Chapeau pointu et attribut identitaire
Sur l’intégralité du parcours iconographique apparaissent des personnages identifiés comme juifs par le chapeau pointu qu’ils portent : le Judenhut. On les aperçoit notamment dans la scène de l’arrestation de Jésus aux côtés des soldats romains coiffés d’un casque, tout comme dans la scène où il comparaît menotté devant le grand-prêtre Anne ou encore lorsqu’il est amené devant Caïphe. Ce chapeau stigmatisant les juifs devient récurrent dans l’iconographie en réponse à la demande du concile œcuménique de Latran IV en 1215 qui, dans un souci de contrôle des chrétiens et de lutte contre tout prosélytisme, impose aux juifs (et aux Sarrasins) de se distinguer des chrétiens qualitate habitu. Le canon 68 prescrit aux juifs une distinction vestimentaire, sans que ni forme ni couleur ne soient alors imposées et leur interdit de sortir de chez eux durant la Semaine sainte. Ce canon ne sera effectif qu’avec la décision prise dans chaque pays occidental, par les autorités civiles, de définir et d’imposer un signe.
Sacrorum Concilium Nova et Amplissima Collectio, MANSI J. D. (éd.), tome XXII (1166-1225), Paris et Leipzig, 1903 (éd. orig. Venise, 1779-1802). Canons 67-70. Les canons 67 à 70 sont consacrés aux juifs.

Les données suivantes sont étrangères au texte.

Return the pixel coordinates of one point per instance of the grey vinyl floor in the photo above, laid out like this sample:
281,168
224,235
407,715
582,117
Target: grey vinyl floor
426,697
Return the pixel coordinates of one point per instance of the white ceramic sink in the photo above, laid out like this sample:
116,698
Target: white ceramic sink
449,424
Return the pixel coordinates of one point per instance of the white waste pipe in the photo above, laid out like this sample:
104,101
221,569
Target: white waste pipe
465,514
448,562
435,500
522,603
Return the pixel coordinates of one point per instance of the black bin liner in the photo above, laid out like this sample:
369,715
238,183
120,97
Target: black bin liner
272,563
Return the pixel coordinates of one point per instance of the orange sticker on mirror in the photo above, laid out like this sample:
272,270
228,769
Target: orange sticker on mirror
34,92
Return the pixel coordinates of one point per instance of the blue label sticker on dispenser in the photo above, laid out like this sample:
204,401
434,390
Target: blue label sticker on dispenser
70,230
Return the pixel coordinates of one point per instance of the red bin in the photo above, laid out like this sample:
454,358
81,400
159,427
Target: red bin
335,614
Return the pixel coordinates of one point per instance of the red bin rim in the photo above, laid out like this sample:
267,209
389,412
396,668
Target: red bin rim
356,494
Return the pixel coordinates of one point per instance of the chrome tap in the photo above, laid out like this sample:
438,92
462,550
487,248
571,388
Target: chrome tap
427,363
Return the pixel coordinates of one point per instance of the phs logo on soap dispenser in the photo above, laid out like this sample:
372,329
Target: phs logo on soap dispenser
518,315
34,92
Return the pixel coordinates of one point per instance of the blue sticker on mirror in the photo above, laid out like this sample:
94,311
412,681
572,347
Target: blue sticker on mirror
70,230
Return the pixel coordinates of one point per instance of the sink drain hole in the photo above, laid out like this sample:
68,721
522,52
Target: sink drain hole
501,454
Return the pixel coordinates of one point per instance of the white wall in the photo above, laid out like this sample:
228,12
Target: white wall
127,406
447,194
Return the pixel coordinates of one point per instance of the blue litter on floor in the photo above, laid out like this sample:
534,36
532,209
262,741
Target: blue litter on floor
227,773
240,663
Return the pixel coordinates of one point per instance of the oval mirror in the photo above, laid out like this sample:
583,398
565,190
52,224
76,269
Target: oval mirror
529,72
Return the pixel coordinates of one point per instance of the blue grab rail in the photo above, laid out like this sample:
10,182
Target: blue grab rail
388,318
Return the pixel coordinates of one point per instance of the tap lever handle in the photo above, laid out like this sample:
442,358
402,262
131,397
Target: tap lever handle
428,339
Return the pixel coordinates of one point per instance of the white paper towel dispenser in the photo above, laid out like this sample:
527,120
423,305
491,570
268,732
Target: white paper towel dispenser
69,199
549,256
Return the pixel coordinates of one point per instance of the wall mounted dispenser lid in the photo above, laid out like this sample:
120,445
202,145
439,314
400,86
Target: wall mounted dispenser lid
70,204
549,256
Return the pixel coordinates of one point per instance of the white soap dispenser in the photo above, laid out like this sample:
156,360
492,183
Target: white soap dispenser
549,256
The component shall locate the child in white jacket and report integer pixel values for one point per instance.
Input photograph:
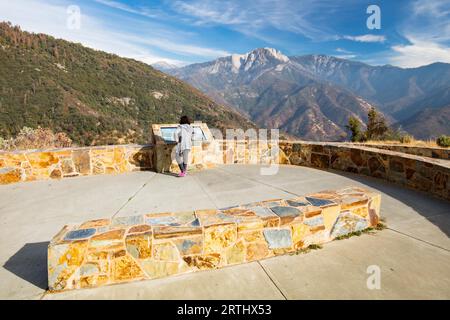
(183, 136)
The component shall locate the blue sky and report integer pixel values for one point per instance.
(412, 33)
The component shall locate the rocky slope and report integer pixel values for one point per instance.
(312, 96)
(95, 97)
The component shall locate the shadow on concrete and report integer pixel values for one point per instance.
(432, 208)
(30, 264)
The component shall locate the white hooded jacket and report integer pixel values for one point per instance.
(186, 132)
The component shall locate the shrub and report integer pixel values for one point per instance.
(376, 126)
(354, 126)
(40, 138)
(443, 141)
(407, 138)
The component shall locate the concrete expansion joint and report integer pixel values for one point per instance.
(274, 283)
(418, 239)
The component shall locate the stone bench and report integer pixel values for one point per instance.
(122, 249)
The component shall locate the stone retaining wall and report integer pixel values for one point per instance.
(436, 153)
(420, 173)
(417, 172)
(155, 245)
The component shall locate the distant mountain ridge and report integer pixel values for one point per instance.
(312, 96)
(93, 96)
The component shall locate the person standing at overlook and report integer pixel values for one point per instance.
(183, 136)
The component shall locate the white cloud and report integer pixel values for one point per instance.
(306, 17)
(419, 53)
(366, 38)
(51, 18)
(427, 30)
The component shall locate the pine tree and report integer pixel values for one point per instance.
(354, 126)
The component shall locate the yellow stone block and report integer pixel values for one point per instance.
(299, 233)
(165, 251)
(139, 246)
(125, 268)
(235, 253)
(218, 237)
(330, 215)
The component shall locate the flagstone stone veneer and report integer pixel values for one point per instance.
(33, 165)
(155, 245)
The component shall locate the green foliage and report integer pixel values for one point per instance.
(376, 126)
(443, 141)
(94, 97)
(380, 226)
(354, 126)
(407, 138)
(39, 138)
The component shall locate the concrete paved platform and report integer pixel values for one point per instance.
(413, 254)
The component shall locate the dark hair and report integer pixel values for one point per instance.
(185, 120)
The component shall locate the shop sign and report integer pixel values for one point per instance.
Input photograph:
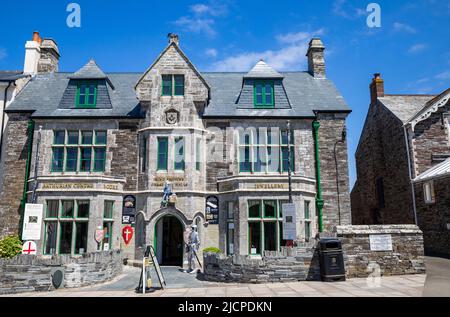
(129, 210)
(212, 210)
(381, 242)
(289, 222)
(29, 248)
(127, 234)
(32, 222)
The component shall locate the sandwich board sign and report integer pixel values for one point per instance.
(32, 223)
(289, 222)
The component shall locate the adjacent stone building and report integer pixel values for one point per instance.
(101, 143)
(403, 139)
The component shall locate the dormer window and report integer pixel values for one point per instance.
(264, 94)
(86, 95)
(173, 85)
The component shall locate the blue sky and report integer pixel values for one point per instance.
(411, 49)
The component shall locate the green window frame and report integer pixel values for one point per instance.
(86, 95)
(263, 94)
(163, 157)
(179, 157)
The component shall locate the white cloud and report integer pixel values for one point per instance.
(196, 25)
(417, 48)
(401, 27)
(3, 53)
(212, 52)
(290, 57)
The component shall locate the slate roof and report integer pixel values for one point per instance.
(440, 170)
(405, 106)
(7, 76)
(262, 70)
(44, 93)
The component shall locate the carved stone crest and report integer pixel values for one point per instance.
(172, 116)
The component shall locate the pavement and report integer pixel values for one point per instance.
(438, 277)
(180, 284)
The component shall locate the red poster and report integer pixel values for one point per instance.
(127, 234)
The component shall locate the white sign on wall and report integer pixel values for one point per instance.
(381, 242)
(32, 222)
(289, 222)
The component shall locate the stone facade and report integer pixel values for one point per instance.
(434, 218)
(407, 256)
(27, 273)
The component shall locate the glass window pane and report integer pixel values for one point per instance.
(100, 137)
(270, 236)
(100, 158)
(86, 137)
(83, 209)
(162, 153)
(85, 164)
(72, 159)
(81, 237)
(270, 209)
(254, 229)
(67, 209)
(65, 242)
(58, 160)
(179, 154)
(51, 235)
(52, 208)
(254, 209)
(60, 137)
(109, 210)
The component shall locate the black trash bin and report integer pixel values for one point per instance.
(332, 267)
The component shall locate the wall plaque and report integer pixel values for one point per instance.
(381, 242)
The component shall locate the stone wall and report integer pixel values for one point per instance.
(434, 218)
(407, 256)
(14, 160)
(289, 265)
(381, 148)
(330, 132)
(33, 274)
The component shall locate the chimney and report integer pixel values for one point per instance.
(32, 54)
(376, 88)
(173, 38)
(316, 60)
(49, 59)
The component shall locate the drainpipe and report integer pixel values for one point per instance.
(27, 171)
(3, 117)
(319, 199)
(413, 191)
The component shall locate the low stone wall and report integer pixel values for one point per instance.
(26, 273)
(294, 264)
(407, 256)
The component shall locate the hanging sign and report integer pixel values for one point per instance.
(212, 210)
(29, 248)
(129, 210)
(289, 222)
(127, 234)
(32, 222)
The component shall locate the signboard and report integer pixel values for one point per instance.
(127, 234)
(129, 210)
(289, 222)
(29, 248)
(212, 210)
(381, 242)
(32, 222)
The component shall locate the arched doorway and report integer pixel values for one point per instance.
(169, 241)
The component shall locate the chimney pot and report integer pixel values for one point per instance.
(376, 87)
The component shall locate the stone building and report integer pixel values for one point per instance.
(404, 138)
(100, 141)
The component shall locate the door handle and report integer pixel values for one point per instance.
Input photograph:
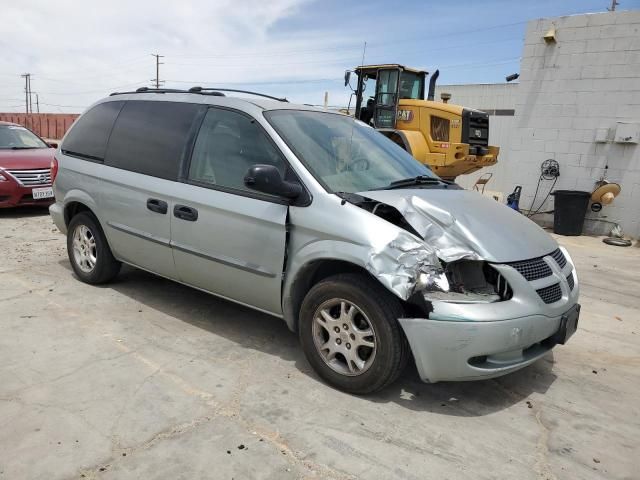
(157, 206)
(185, 213)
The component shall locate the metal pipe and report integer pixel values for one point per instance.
(432, 85)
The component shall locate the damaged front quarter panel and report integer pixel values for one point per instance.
(407, 264)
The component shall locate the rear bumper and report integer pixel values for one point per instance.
(459, 350)
(14, 195)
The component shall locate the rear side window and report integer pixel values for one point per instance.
(151, 137)
(228, 144)
(88, 137)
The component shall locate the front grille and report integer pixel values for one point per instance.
(550, 294)
(440, 129)
(32, 178)
(533, 269)
(570, 281)
(558, 256)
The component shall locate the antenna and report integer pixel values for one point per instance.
(157, 80)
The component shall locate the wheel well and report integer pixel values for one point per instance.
(311, 274)
(74, 208)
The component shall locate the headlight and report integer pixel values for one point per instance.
(472, 281)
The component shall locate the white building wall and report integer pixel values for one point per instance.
(588, 80)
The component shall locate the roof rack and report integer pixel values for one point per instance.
(217, 92)
(204, 90)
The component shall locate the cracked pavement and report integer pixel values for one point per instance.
(146, 378)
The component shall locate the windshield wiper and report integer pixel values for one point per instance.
(419, 180)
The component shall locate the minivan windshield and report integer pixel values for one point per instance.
(344, 154)
(14, 137)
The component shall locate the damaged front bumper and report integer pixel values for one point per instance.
(471, 341)
(453, 350)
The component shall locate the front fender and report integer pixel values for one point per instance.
(303, 260)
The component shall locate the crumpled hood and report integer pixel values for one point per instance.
(464, 224)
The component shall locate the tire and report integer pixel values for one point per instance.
(89, 252)
(371, 352)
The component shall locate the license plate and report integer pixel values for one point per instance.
(39, 193)
(568, 325)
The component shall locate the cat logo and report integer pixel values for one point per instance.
(405, 115)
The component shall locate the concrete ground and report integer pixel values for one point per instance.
(145, 378)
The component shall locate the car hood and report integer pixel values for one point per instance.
(464, 224)
(26, 159)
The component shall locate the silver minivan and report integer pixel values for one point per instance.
(316, 218)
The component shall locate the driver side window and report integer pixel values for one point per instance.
(228, 144)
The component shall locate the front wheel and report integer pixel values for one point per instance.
(350, 333)
(88, 250)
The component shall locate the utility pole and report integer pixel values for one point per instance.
(30, 97)
(26, 90)
(157, 80)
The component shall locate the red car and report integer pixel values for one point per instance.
(26, 163)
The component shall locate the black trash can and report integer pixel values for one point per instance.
(570, 208)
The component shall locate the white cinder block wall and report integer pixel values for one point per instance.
(588, 80)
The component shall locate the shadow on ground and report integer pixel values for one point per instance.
(257, 331)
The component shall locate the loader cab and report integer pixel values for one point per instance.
(392, 83)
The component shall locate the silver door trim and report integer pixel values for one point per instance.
(139, 233)
(204, 290)
(231, 262)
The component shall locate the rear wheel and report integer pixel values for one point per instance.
(350, 333)
(88, 250)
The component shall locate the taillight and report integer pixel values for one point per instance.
(54, 169)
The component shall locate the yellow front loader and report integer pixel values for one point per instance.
(451, 139)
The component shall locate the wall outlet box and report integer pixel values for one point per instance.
(627, 133)
(602, 135)
(497, 196)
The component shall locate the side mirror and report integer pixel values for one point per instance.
(267, 179)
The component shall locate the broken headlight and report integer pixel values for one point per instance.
(472, 281)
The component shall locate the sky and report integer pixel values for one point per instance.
(80, 51)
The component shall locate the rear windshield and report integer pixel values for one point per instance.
(14, 137)
(344, 154)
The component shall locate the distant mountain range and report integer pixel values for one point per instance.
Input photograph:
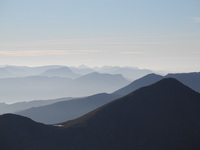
(131, 73)
(190, 79)
(161, 116)
(43, 87)
(50, 114)
(60, 72)
(67, 110)
(12, 108)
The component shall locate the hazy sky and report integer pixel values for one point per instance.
(152, 34)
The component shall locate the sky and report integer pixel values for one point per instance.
(151, 34)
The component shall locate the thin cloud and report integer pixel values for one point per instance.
(196, 19)
(36, 53)
(46, 52)
(130, 52)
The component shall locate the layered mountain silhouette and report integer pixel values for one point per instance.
(144, 81)
(190, 79)
(67, 110)
(15, 107)
(60, 72)
(164, 115)
(131, 73)
(41, 87)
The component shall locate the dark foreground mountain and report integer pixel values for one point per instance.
(162, 116)
(67, 110)
(42, 87)
(144, 81)
(191, 80)
(16, 107)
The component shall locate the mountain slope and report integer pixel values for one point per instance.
(162, 116)
(190, 79)
(67, 110)
(144, 81)
(60, 72)
(12, 108)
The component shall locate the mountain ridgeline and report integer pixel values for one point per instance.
(163, 115)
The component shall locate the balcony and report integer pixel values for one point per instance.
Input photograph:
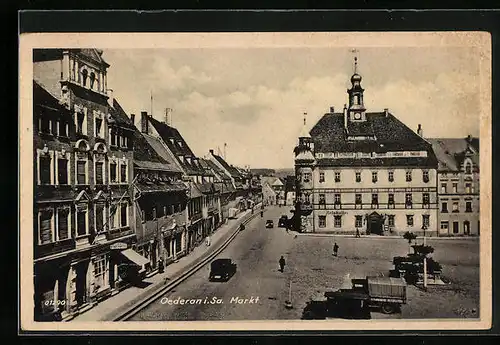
(54, 248)
(119, 232)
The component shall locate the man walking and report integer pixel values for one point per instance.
(335, 249)
(282, 263)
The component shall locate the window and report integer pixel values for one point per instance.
(100, 271)
(337, 176)
(409, 220)
(123, 173)
(408, 176)
(98, 127)
(99, 218)
(443, 188)
(425, 220)
(321, 177)
(468, 188)
(408, 200)
(99, 176)
(322, 199)
(123, 214)
(425, 198)
(62, 224)
(390, 220)
(80, 117)
(358, 221)
(45, 163)
(337, 221)
(322, 221)
(81, 223)
(425, 176)
(112, 172)
(45, 226)
(81, 172)
(391, 176)
(62, 171)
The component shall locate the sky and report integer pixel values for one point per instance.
(253, 99)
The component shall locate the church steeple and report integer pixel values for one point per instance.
(356, 105)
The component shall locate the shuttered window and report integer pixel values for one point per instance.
(62, 224)
(45, 227)
(81, 172)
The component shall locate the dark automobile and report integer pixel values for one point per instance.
(283, 221)
(222, 270)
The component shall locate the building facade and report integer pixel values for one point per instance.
(365, 171)
(458, 185)
(75, 196)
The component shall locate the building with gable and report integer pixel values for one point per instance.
(82, 206)
(364, 170)
(458, 185)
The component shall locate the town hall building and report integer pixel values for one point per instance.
(365, 171)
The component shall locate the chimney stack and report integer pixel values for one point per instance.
(420, 132)
(144, 122)
(109, 92)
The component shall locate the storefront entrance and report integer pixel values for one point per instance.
(375, 224)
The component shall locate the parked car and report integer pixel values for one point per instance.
(222, 270)
(283, 221)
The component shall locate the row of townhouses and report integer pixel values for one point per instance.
(368, 171)
(112, 196)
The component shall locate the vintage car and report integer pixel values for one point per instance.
(222, 270)
(283, 221)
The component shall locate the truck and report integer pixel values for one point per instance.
(384, 293)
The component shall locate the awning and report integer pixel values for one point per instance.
(135, 257)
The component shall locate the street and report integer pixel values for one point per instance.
(312, 269)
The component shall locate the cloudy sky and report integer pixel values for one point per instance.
(254, 99)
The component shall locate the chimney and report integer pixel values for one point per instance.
(420, 131)
(109, 92)
(345, 116)
(144, 122)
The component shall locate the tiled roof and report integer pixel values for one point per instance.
(162, 152)
(329, 135)
(450, 152)
(429, 162)
(167, 133)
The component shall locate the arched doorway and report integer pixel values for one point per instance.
(375, 224)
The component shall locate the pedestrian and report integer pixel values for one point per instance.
(335, 249)
(282, 263)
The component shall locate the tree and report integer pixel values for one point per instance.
(410, 237)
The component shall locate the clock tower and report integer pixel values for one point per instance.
(356, 110)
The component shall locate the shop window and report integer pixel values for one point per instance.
(322, 221)
(62, 224)
(45, 226)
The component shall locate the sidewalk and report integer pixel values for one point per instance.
(104, 309)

Le canon 67 traite de l’usure juive, le canon 68 prescrit aux juifs une distinction vestimentaire et leur interdit de sortir de chez eux durant la Semaine sainte, le canon 69 leur interdit l’accès aux charges civiles et le canon 70 est consacré aux convertis relaps. Ce n’est pas tant la teneur de ces canons qui renforce progressivement leur impact que leur compréhension et leur application par les autorités civiles des différents pays d’Occident. Voir FOREVILLE Raymonde (éd. et trad.), Latran I, II, III et Latran IV, Paris, 1965.
La plupart des royaumes voisins du Saint Empire optent pour la rotella ou rota, un disque ou un cercle de tissu ou de feutre, de couleur jaune le plus souvent.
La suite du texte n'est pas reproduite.